Having made up his mind to be at the cutting edge of eighteenth century art, 13-year-old Joseph Mallord William Turner stuck his pictures in the windows of his dad's London barber's shop then sold them to customers (who thought they were a snip). Joseph's mum had died when he was little so his hairdressing, wig-making pop made himself responsible for his upbringing and taught him to read and write, but left his artistic training to the Royal Academy. Joseph's diligence, artistic abilities, progress (and hairdos) were remarkable.

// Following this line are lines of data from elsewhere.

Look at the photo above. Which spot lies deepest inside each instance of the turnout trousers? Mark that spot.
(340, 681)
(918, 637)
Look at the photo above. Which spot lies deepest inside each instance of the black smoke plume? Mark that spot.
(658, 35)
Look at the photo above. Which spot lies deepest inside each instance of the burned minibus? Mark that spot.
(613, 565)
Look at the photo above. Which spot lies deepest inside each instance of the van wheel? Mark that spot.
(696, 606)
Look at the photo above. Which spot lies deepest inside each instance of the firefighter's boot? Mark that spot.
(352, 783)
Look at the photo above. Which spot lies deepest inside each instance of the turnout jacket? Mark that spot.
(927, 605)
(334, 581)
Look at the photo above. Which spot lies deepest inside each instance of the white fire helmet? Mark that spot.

At 15, when most lads of his age were doing normal stuff like hanging around the pie shop and nicking sedan chairs, Joseph was busy making his first submission to the RA Summer Exhibition… and getting it accepted. By the time he was 20, this over-achieving artaholic had his own studio and a long queue of printmakers waiting to reproduce his originals. Which just goes to show, give a child a ludicrously important and pompous sounding name and they'll do their best to live up to it.
Joseph spent the rest of his career whizzing around Europe, getting off on atmosphere, light and all manner of natural phenomena and consequently producing some of the most brilliant and radical art of his time. However, possibly as a result of a life spent creating some 19,000 paintings and drawings, he began to show more and more 'artistic' tendencies, including bidding for his own pictures at auction, refusing to sell to clients and sulking for weeks if anyone did persuade him to part with a piccy.
After spending his final year living incognito (a suburb of Chelsea) under the alias Admiral Puggy Booth, Joseph died leaving a fortune, having expressed a wish for it be used to support 'decaying' artists (or Damien Hirst, as he's now known).